Yesterday, after my return from Boston, I conducted back-to-back interviews for an oral-history project called StoryCorps, which has had a mobile recording studio/trailer on the downtown mall in Charlottesville for the past couple of weeks.
Yesterday late afternoon, I entered the recording booth first of all with my friend Jay Worrall, an 89-year-old Quaker who headed up the “War on Poverty” programs here in Charlottesville back in the 1960s and 1970s> As Jay explained it, dealing with poverty here in Virginia involved first and foremost tackling the problems and legacies of of racial segregation and other forms of discrimination. In the interview, he talked about getting arrested with nine other C’ville Quakers at the entrance to the White House back in those days.
Interestingly, Jay had been in the US Army before getting into the anti-poverty work. Including, he was in the Army for a long time after he became a Quaker. In the Army, he’d been a Military Police officer, and for a few years he was even head of the Army’s criminal Investigation Division units in greater DC.
He said that when he got arrested at the White House– this was after he’d left the army– one of the detectives who questioned him had been someone he’d worked with when he’d been running the Army CID… “”And he couldn’t quite figure out how I got to be where I was.”
The other interview I did was with a great couple of my acquaintance, Dr. Matthew Holden, a distinguished political scientist, and Dorothy Holden, a distinguished quilt artist.

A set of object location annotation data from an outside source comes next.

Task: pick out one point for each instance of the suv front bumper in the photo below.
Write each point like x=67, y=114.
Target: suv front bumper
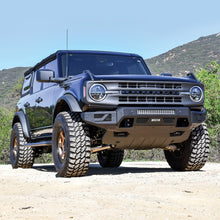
x=143, y=116
x=144, y=127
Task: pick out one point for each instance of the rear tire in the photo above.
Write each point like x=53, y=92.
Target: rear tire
x=193, y=153
x=20, y=155
x=70, y=145
x=110, y=158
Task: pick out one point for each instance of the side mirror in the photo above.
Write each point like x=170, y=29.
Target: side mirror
x=44, y=75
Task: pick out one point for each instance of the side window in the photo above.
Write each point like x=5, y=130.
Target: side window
x=37, y=86
x=51, y=66
x=26, y=84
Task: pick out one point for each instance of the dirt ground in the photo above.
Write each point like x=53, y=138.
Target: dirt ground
x=136, y=190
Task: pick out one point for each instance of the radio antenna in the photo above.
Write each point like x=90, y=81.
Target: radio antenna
x=67, y=53
x=66, y=39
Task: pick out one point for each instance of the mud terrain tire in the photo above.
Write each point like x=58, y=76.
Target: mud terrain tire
x=193, y=153
x=20, y=155
x=110, y=158
x=70, y=145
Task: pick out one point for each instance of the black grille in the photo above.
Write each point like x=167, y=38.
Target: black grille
x=150, y=85
x=149, y=92
x=150, y=99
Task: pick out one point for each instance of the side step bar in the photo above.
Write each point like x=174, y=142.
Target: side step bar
x=39, y=144
x=49, y=144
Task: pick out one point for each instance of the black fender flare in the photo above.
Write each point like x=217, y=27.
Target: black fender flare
x=71, y=101
x=20, y=117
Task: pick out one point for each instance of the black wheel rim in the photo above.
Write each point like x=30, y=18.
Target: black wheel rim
x=61, y=151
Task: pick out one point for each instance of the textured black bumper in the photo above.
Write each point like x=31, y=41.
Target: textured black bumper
x=179, y=117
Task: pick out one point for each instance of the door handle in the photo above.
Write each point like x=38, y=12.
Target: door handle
x=38, y=100
x=27, y=104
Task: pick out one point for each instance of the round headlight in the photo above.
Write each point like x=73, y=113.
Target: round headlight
x=196, y=94
x=97, y=92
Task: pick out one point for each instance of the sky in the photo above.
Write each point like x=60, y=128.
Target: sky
x=32, y=30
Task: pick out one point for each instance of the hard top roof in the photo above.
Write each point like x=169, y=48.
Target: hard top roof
x=54, y=55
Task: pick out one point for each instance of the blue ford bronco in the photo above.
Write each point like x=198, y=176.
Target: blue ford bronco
x=75, y=103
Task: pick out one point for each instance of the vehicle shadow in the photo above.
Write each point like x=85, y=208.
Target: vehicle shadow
x=96, y=169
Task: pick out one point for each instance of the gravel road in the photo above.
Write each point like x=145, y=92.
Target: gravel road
x=136, y=190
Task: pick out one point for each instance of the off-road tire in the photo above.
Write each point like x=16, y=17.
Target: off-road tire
x=20, y=155
x=76, y=145
x=110, y=158
x=193, y=153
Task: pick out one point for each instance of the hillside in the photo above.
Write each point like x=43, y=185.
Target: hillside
x=188, y=57
x=178, y=61
x=8, y=79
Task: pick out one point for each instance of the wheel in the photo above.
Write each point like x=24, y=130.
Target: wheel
x=110, y=158
x=20, y=155
x=191, y=154
x=70, y=145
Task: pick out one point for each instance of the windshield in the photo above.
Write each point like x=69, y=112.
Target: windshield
x=102, y=64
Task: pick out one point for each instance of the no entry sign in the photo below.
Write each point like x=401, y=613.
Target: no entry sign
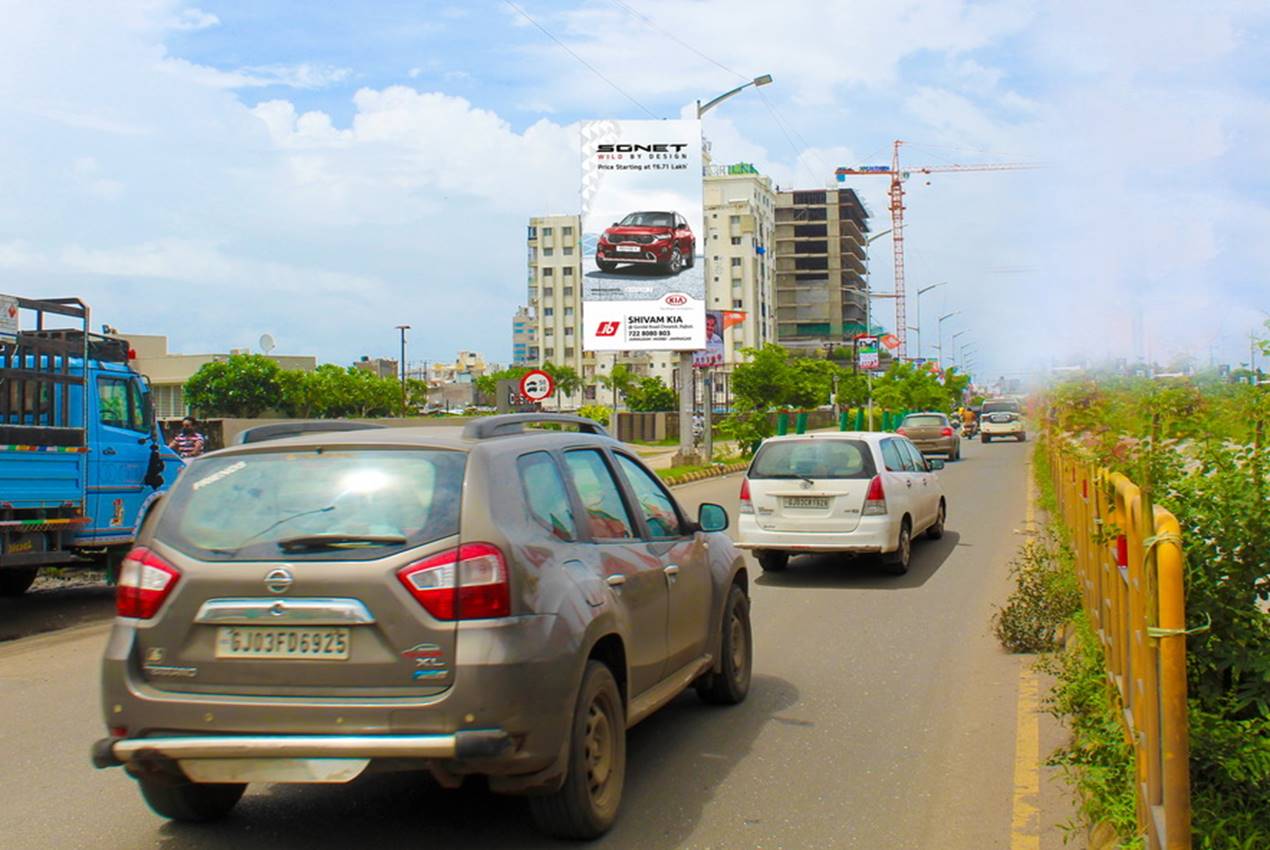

Matthew talked about growing up in an African-American farm family in a town called Mound Bayou, Mississippi, that had been founded in the late 19th century by former slaves. His family had to leave the farm after a terrible drought in 1943, and moved to Chicago… He later became a much respected political-science professor; was President of the American Political Science Association; and testified in Congress about the inappropriateness of using an impeachment proceeding in the case of Bill Clinton’s dalliance (however sordid) with Monica Lewinsky.
In our pre-interview, he’d talked a little bit about the experience of picking cotton, which he’d done some of to help his father when he was still young. Cotton, he explained, really tears your hands up when you pick it. In addition, you have to drag a huge sack along the row behind you, on the ground, as you pick; and as it gets heavier it hurts your back really badly…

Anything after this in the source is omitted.